If the forecasters are to be believed, The Beehive finds itself in the path of hurricane Rita -- well up the path, but still, there it is, flickering at us from every TV screen in the county. This comes as something of a surprise. As urban inlanders, we have reckoned a great many things as potential dangers to our well-being, but a hurricane never crossed our minds.
So Great Scot and I had a staff meeting to create a preparedness plan, and very early this morning I set out posthaste to procure the goods. Purchased the last of the bottled water at our neighborhood grocery store, and headed over to Home Depot for... well, you'll see. Keep reading.
I had loaded up the big orange cart and was headed to the cash register when I was abruptly accosted by a microphone attached to an arm, beyond which flashed a pageant-ready set of pearly white teeth belonging to a very beautiful black woman in a luscious suit. Behind her was a man I would have mistaken for a Cowboy linebacker were it not for the massive camera perched on his shoulder, which he was swinging round to barrel down on my face.
Microphone Beauty cooed that she was with Channel 11 and wanted to interview me about storm preparation. Well, fine, huh, okay. Like I know a lot about prepping for a hurricane, but...
"Roll," she barked to the linebacker, then turned back to me and waxed all coo-ey again.
"So, you're preparing for the storm. Why did you decide to do that?"
She must be kidding, right? Instead of saying "because you people told us it was coming, hello?" I chose rather to coo something back about taking care of my children. A nice touch, I thought.
"And what are you doing to prepare?" she crooned while smiling from ear to ear and peering into my cart... "Plastic sheeting, I see -- what do you plan to use that for?"
Here's where it gets interesting.
At this, she looked uncharacteristically tongue-tied for a reporter type.
Her: "Ahhh... bookcases."
Me: "Well... yes. We have a large family library, about 3000-4000 books, to which we're rather attached, and we don't want to take chances on the skylight getting smashed."

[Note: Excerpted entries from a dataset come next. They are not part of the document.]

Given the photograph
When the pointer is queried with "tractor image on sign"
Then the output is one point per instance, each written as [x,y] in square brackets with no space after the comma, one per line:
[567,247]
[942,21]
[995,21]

Made perfect sense to me. But she was clearly thrown off her game. I didn't think it was possible to shut up a reporter without a remote control, but hey, it can be done! She was visibly bumfuzzled. I believe I even saw a flicker of a furrow flash across her botoxed brow. She paused to regain her composure, mustered up her plastic smile once again, and said...
"Yes, yes. But what about... lawn furniture?"
Lawn furniture. She's worried about my lawn furniture. Which probably took about one hour to purchase -- no wait, even better, it was given to us. Free. Easily replaced. And she apparently thinks I'm a space alien because I'm taping a few tarps over a family library that has taken over 20 years (and many postal shipments from Great Britain and elsewhere) to assemble and could never be exactly duplicated.
Well, we've all got our priorities. But okay, sometimes we just play along.
So I proceeded to try to be normal and speak to the normal needs of the normal masses. I spoke responsibly about things like bottled water, peanut butter and flashlights. The pearly teeth flashed. She was so happy.
So. Channel 11. Get a load of that.
Then I got a good look at my reflection in my car windows. Ambleside Online t-shirt, no makeup... and bedsheet marks across my left cheek. All on Channel 11. And they asked me for my name.